New template!
I saw Nella's post today.Something i said to her about her being un-nella-ish.hahas.
Oh well, sometimes we just do stuff which are so "not our style",isn't it?
I miss those days we spent as if the weight of life didnt seemed to affect us.
I guess it's true that as we grow up, things starts to complicate and eventually, leaves us wondering why we even want to grow up in the first place.heh.No wonder Peter Pan doesn't want to grow up.
Sometimes i hate your guts, i really do. Babbling about something and then disappear?Oh well,that's definitely not a wise choice,eh?
I'm tired from all this nonsense.

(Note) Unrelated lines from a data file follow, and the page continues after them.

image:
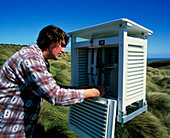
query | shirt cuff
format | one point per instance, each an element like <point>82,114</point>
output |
<point>82,95</point>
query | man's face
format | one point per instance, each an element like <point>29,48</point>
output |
<point>56,49</point>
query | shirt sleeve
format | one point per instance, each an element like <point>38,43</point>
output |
<point>41,83</point>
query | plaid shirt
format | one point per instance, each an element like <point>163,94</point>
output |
<point>24,82</point>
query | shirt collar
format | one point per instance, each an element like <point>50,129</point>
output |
<point>39,51</point>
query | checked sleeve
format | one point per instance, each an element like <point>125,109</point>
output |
<point>41,83</point>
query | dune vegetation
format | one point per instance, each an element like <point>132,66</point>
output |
<point>154,123</point>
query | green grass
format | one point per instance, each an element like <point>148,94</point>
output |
<point>154,123</point>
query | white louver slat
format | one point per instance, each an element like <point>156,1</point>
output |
<point>135,71</point>
<point>93,118</point>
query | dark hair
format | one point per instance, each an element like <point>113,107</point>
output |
<point>51,34</point>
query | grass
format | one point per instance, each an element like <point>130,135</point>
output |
<point>154,123</point>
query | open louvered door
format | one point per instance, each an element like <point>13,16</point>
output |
<point>93,118</point>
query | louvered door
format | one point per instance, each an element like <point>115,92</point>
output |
<point>93,118</point>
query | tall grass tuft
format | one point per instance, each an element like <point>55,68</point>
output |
<point>146,125</point>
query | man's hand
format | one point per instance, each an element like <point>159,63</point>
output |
<point>102,90</point>
<point>95,92</point>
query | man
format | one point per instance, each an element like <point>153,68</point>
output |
<point>25,80</point>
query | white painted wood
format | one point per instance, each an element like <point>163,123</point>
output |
<point>130,39</point>
<point>122,69</point>
<point>110,29</point>
<point>73,62</point>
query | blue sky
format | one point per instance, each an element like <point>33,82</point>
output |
<point>21,20</point>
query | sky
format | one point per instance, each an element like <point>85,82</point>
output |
<point>22,20</point>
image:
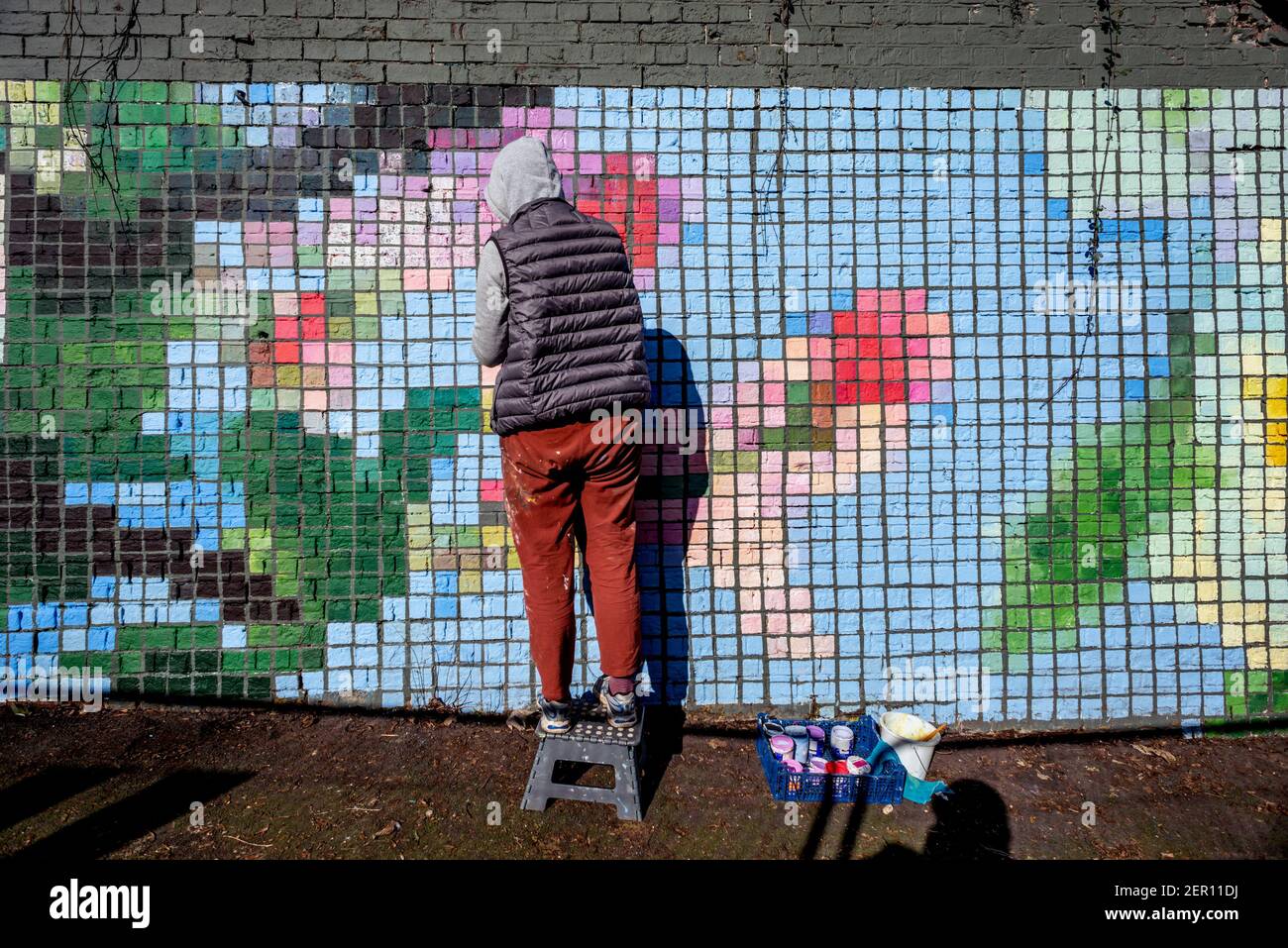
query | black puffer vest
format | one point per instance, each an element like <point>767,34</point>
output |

I don't need add-ons. I'm sick of hearing many many times that all along I'm just there to fill up the empty space left behind by some other person and talking to me as if i'm a pathetic stray. This has to stop somehow. It's not healthy for me.
Back to my previous post. Sometimes i don't really know what i want. I thought i got over it already. It is recently, well today, that i realised that all i did was to chuck it away. The problem is, it's still there! Goodness..If this goes on, it'll probably cloud my judgement and i'll start to make silly decisions.
Hmm...I think i just want a reaction.Yep, a reaction strong enough to point me in the right direction.
It's been a year since Lucky was dog-napped. Hahas. What a nice year it has been for him.Love you darling!